Claim that a boat ‘works awesome’ doesn’t count as a warranty, Sask. judge says

An attempt to claim damages for a boat that sputtered to a stop during its first outing didn’t hold water with a Saskatoon judge.

The trouble began for a Saskatchewan man in June 2019, around 45 minutes into a day on Candle Lake — traveling in a boat he recently bought off Kijiji.

“It was a beautiful day and (the buyer) was excited to use his new boat,” Provincial Court Judge Steven Schiefner wrote in a ruling issued earlier this month.

“He drove around the lake and ran the boat at various rates of speed including one short run at 95 (kilometres per hour).”

A “loud clicking noise” coming from the boat’s engine signaled a change in fortunes for the man and his family.

I have shut down the engine to try and find the source of the problem. The boat wouldn’t restart and required a tow back to shore.

He had purchased the boat on April 4, 2019 from a man who lived on an acreage located near Silton, Sask.

The online ad for the black, 21-foot, 2008 Baja Islander touted features such as its 350 MAG engine, swim deck, Clarion stereo and its special order “outlaw graphics.”

The ad said the boat “works awesome.”

While it wasn’t possible to submerge it in a lake, the seller provided a source of water so the motor could be tested, the decision said.

A day later the buyer and his wife returned to purchase the boat, adding a line in the bill of sale saying the seller “guarantees” the boat, motor and accessories are in “good working order” and that no information has been withheld regarding its condition.

Based on the language used in the ad, which also used the phrase “mint condition,” and the additional lines in the bill of sale, the seller thought there was a case to be made for compensation.

After his family’s day on the lake was stalled, he spent roughly $1,300 repairing the watercraft.

Schiefner disagreed.

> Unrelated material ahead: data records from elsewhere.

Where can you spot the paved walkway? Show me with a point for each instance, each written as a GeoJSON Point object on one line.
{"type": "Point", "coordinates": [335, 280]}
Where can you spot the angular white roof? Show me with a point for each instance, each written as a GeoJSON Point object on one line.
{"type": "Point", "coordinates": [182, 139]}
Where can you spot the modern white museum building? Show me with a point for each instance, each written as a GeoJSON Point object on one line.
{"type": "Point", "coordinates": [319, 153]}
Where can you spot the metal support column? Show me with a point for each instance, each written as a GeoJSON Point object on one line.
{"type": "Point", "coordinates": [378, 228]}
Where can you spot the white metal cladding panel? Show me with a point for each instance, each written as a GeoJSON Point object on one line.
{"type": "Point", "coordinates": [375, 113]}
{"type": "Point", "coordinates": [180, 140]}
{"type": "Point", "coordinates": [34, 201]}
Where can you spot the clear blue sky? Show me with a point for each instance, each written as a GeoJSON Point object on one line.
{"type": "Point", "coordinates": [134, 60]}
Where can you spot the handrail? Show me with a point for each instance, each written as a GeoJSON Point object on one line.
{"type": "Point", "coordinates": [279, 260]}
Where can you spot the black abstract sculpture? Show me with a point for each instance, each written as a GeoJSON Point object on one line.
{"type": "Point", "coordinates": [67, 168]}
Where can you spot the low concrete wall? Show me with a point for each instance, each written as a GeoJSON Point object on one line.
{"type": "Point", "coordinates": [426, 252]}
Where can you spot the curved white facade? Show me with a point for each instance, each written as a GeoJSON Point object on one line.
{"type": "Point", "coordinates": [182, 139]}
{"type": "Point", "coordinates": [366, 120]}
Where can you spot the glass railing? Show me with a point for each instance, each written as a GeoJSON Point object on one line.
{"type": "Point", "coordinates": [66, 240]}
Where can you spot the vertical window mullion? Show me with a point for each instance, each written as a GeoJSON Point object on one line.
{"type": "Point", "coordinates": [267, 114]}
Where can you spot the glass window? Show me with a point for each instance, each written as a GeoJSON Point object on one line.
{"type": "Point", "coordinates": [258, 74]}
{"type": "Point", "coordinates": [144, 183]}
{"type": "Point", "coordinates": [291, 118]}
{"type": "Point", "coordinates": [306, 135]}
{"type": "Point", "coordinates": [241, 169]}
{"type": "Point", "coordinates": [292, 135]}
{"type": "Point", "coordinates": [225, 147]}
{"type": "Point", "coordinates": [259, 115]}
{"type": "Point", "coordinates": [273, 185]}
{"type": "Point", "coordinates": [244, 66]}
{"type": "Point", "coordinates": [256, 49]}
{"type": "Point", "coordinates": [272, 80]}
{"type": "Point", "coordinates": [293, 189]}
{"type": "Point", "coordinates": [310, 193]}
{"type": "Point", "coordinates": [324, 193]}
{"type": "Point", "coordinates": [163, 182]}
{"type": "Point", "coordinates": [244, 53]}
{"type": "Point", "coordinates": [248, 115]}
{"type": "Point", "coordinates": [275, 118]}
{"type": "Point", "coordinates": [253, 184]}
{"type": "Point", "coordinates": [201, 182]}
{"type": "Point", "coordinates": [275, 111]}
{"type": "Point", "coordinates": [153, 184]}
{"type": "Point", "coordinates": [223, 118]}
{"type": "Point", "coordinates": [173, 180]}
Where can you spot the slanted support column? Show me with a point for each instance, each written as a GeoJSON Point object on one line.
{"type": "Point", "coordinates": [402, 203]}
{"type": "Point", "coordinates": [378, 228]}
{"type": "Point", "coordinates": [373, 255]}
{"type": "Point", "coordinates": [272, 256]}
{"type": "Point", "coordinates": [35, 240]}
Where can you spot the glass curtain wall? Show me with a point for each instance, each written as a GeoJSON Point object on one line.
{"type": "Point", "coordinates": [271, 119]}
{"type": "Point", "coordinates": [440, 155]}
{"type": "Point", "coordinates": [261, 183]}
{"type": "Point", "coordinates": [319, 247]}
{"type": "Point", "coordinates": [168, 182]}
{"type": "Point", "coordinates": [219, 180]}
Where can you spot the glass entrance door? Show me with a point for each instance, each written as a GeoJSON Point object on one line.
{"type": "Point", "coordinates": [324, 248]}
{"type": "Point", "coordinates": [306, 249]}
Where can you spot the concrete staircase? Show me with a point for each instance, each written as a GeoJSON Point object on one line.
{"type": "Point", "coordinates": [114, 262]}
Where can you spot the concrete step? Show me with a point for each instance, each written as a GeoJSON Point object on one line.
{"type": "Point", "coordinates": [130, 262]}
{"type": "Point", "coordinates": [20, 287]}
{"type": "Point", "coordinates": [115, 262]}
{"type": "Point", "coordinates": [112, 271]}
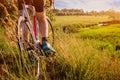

He said words such as “awesome” amount to “little more than advertising puffery.”

“Even though ‘mint’ means in near-perfect condition, as if never touched or used, the seller’s advertisement was clear the boat had been both touched and used — for 10 years.”

Schiefner also was not swayed by the clause included in the bill of sale.

He acknowledged the common legal standard for second-hand sales, caveat emptor — better known as “let the buyer beware” — was “modified” by the added condition.

However, he said other than another “minor” problem found when the boat was repaired, the evidence showed it was “functioning properly” when it was sold.

The guarantee “did not guarantee the boat was free from latent defects,” Schiefner wrote.

The “progressive crack” in a gear that caused the motor to fail “could have lasted for 10 years during which time the boat would have functioned properly,” Schiefner wrote, referring information provided by a repair shop during the trial.

“Unfortunately… it only lasted 45 minutes.”

Schiefner dismissed the claim and said ultimately the buyer should bear the loss because he knew he was buying a used boat.

In addition to repair costs, the buyer was seeking damages for the “loss of use and enjoyment of the boat.”

He estimated he would have taken the boat out six to eight times over the time it was in the shop. The cost of a replacement boat would have been $380 per day.

The scenario was entirely hypothetical as he never actually rented a boat, according to the decision.

Based on this, Schiefner wrote that even if he had found in the buyer’s favor, he would not have awarded damages for “loss of enjoyment.”